Modern Date : October 19th

Ante Diem XIV Kalendas November
The Armilustrium

This day is for special religious observance.

The Armilustrium is the day the army is lustrated, or purified. The army would be assembled and reviewed in the Circus Maximus, garlanded with flowers and the trumpets (tubae) would be played as part of the purification rites. This is one of the festival days and the temples would sacrifice, then prepare feasts from the animals sacrificed, and the public and poor were invited. Games, music, dancing, singing and wine-drinking would conclude the festivities.

As a military festival, this day is sacred to Mars.

In 202 BCE Scipio Africanus defeated Hannibal at Zama.

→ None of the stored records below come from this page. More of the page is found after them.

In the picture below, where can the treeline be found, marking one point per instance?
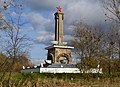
(97, 48)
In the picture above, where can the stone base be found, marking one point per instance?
(59, 54)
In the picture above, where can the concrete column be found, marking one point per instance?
(59, 27)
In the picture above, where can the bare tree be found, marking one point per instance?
(87, 45)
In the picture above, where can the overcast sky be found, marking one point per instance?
(40, 14)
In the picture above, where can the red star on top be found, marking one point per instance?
(59, 8)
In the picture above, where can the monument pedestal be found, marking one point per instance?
(59, 54)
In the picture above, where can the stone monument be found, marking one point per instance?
(59, 52)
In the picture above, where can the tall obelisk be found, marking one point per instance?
(59, 52)
(59, 17)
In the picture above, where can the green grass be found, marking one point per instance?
(61, 80)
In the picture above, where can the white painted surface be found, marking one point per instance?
(59, 70)
(31, 70)
(62, 70)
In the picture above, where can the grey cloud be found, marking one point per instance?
(75, 10)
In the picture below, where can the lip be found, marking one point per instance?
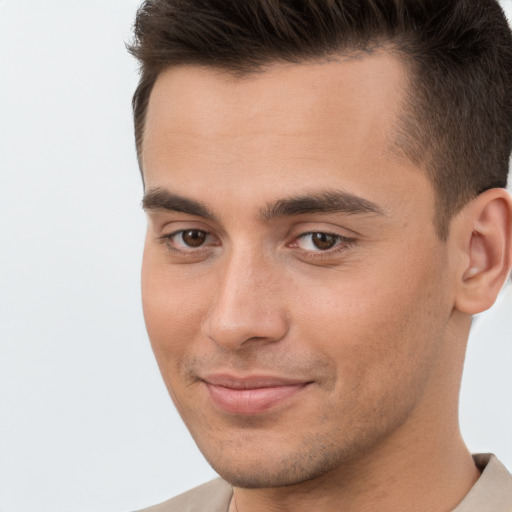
(251, 395)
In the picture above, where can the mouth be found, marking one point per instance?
(253, 394)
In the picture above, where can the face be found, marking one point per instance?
(294, 287)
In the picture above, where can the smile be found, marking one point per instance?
(251, 395)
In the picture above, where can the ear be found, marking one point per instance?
(484, 234)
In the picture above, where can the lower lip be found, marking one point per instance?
(251, 401)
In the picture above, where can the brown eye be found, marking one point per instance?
(324, 241)
(194, 237)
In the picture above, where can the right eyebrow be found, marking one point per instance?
(158, 199)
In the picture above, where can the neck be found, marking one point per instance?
(426, 481)
(422, 466)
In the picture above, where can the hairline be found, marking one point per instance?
(401, 144)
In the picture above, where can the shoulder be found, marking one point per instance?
(492, 491)
(212, 496)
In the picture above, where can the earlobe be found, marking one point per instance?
(487, 242)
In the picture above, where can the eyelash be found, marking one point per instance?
(342, 244)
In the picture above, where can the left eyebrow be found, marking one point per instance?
(331, 201)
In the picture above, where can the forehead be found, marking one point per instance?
(314, 101)
(211, 134)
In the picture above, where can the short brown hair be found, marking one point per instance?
(458, 52)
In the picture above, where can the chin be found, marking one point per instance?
(256, 467)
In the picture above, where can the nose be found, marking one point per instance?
(247, 307)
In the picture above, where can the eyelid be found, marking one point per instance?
(167, 239)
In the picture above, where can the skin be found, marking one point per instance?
(372, 326)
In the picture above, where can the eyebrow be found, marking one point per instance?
(323, 202)
(331, 201)
(160, 199)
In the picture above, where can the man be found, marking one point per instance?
(324, 183)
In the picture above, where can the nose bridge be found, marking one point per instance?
(246, 306)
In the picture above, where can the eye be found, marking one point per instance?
(189, 239)
(319, 241)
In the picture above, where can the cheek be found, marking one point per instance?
(379, 325)
(172, 309)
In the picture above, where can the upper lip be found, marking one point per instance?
(251, 381)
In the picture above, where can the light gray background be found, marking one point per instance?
(86, 424)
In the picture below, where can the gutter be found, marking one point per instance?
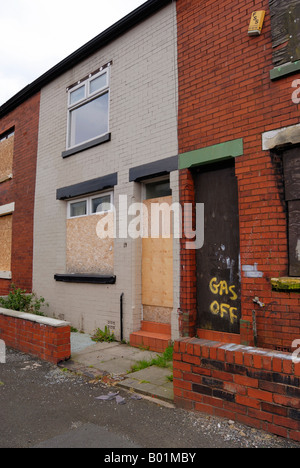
(113, 32)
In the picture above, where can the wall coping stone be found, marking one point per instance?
(34, 318)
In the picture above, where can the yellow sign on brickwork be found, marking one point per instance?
(256, 23)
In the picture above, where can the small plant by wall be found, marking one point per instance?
(19, 300)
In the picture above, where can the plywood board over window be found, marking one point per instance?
(6, 158)
(86, 252)
(5, 243)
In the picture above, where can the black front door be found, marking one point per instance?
(218, 262)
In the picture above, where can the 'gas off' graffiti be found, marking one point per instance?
(225, 311)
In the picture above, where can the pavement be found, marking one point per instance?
(112, 363)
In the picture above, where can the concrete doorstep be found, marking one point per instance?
(112, 362)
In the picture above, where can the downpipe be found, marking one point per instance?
(121, 317)
(254, 321)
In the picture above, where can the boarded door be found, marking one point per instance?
(157, 266)
(218, 266)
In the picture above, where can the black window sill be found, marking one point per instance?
(286, 284)
(285, 70)
(85, 278)
(88, 145)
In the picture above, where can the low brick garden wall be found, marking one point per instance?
(256, 387)
(48, 339)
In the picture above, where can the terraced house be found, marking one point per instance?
(184, 114)
(107, 141)
(239, 136)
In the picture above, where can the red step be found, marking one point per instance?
(153, 336)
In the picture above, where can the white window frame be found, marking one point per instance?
(88, 97)
(88, 200)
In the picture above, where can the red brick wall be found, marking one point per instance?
(21, 189)
(225, 93)
(49, 343)
(251, 386)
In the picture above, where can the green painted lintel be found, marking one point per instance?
(229, 149)
(285, 70)
(286, 284)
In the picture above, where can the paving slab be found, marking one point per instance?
(152, 381)
(98, 360)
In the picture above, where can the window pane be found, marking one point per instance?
(78, 209)
(101, 204)
(77, 95)
(89, 121)
(98, 83)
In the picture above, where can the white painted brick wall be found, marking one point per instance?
(143, 124)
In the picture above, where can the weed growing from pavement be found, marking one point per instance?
(21, 301)
(164, 360)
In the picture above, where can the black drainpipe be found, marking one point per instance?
(121, 317)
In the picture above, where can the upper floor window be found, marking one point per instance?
(6, 155)
(285, 22)
(97, 204)
(88, 109)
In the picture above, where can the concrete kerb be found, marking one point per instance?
(112, 362)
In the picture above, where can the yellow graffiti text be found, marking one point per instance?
(222, 288)
(224, 310)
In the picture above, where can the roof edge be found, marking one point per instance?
(108, 35)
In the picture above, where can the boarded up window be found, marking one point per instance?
(285, 23)
(6, 156)
(5, 243)
(291, 163)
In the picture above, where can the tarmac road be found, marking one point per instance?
(43, 406)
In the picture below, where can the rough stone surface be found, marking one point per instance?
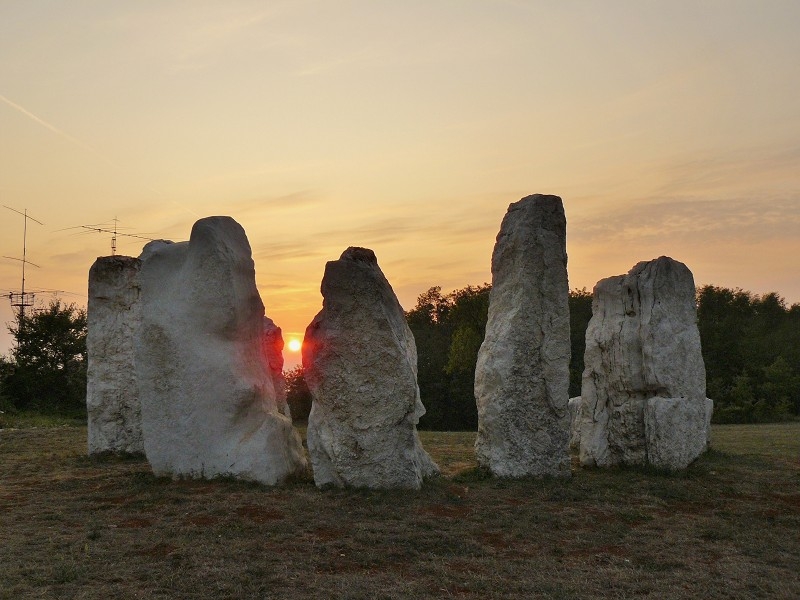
(709, 414)
(522, 373)
(642, 343)
(209, 407)
(360, 364)
(575, 423)
(112, 395)
(675, 431)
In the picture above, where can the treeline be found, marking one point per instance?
(751, 348)
(46, 369)
(449, 330)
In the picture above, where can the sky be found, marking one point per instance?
(668, 128)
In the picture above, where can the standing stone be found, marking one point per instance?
(575, 405)
(209, 405)
(112, 395)
(643, 388)
(360, 364)
(522, 373)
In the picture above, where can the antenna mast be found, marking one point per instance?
(21, 300)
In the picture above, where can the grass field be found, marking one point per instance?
(729, 527)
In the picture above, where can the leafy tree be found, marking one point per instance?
(750, 348)
(47, 366)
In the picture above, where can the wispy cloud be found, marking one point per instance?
(746, 219)
(54, 129)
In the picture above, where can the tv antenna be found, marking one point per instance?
(113, 230)
(22, 299)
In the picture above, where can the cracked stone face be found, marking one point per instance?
(360, 363)
(210, 406)
(643, 369)
(522, 373)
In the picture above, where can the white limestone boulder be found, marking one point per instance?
(522, 372)
(642, 344)
(209, 404)
(360, 364)
(675, 431)
(112, 394)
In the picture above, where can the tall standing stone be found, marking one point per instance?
(522, 373)
(209, 404)
(360, 364)
(112, 394)
(643, 387)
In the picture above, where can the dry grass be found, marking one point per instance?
(74, 527)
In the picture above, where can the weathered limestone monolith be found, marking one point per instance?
(522, 373)
(643, 387)
(112, 395)
(209, 404)
(360, 364)
(575, 405)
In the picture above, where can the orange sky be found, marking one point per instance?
(406, 127)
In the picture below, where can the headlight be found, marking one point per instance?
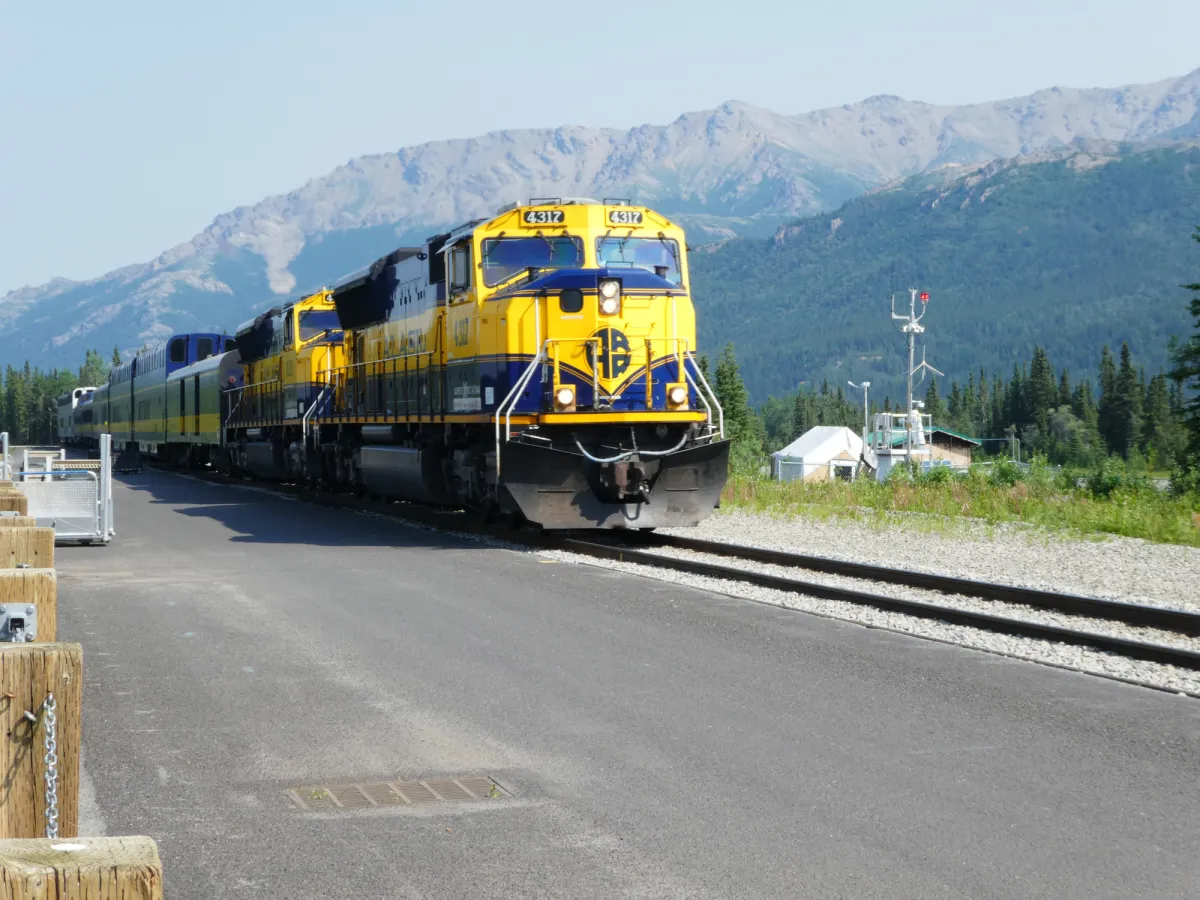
(564, 397)
(610, 297)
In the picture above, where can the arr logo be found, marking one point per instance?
(612, 354)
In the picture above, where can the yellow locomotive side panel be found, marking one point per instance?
(292, 354)
(621, 359)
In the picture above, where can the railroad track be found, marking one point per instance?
(636, 547)
(633, 549)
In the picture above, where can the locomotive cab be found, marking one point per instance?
(540, 363)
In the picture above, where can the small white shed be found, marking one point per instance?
(821, 454)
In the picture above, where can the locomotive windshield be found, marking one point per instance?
(315, 323)
(653, 253)
(505, 257)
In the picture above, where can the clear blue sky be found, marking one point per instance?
(129, 125)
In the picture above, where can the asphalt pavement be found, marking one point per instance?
(658, 741)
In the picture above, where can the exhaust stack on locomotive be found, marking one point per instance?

On this day in 439 AD, the Vandals under king Gaiseric, sailing a fleet captured from Roman ports, took Carthage in North Africa.

October was the eighth month of the old Roman calendar and was sacred to the goddess Astraea, daughter of Zeus and Themis. The name October comes from Octo, meaning eight (March used to be the first month).

In Japan, near the shrine of Ebisu, one of the seven Shinto gods of luck, an annual fair called Bettara-Ichi is held. People buy good luck charms and religious images as well as sticky pickled radishes called bettara on straw ropes at stalls, which line the streets. Traditionally, youngsters run through the streets swinging these radishes at friends, shouting bettara in warning.

St. Peter of Alcantara
In the Roman Catholic calendar, feast of St. Peter of Alcantara (1599 - 1662), a Spanish monk and one of the outstanding athletes of voluntary suffering and privation in Earth history. Peter's cell is said to have been only 4 1/2 feet long, making it impossible for him to lie down, and he took only one meal every three days. The one indulgence he allowed himself was that in the dead of winter he would leave his door and window wide open, so he might have some slight sensation of warmth on closing them again.

"Whatever deprives you, will enslave you."
Hindu proverb

Uinal of Rain
In the Mayan calendar systems, this day begins the Uinal of Rain, the eighth of the 20-day Uinals in the current cycle of the Tzolkin, or 260-day calendar (11 Imix, Tzolkin 141). The symbolic bird for this uinal is the Eagle.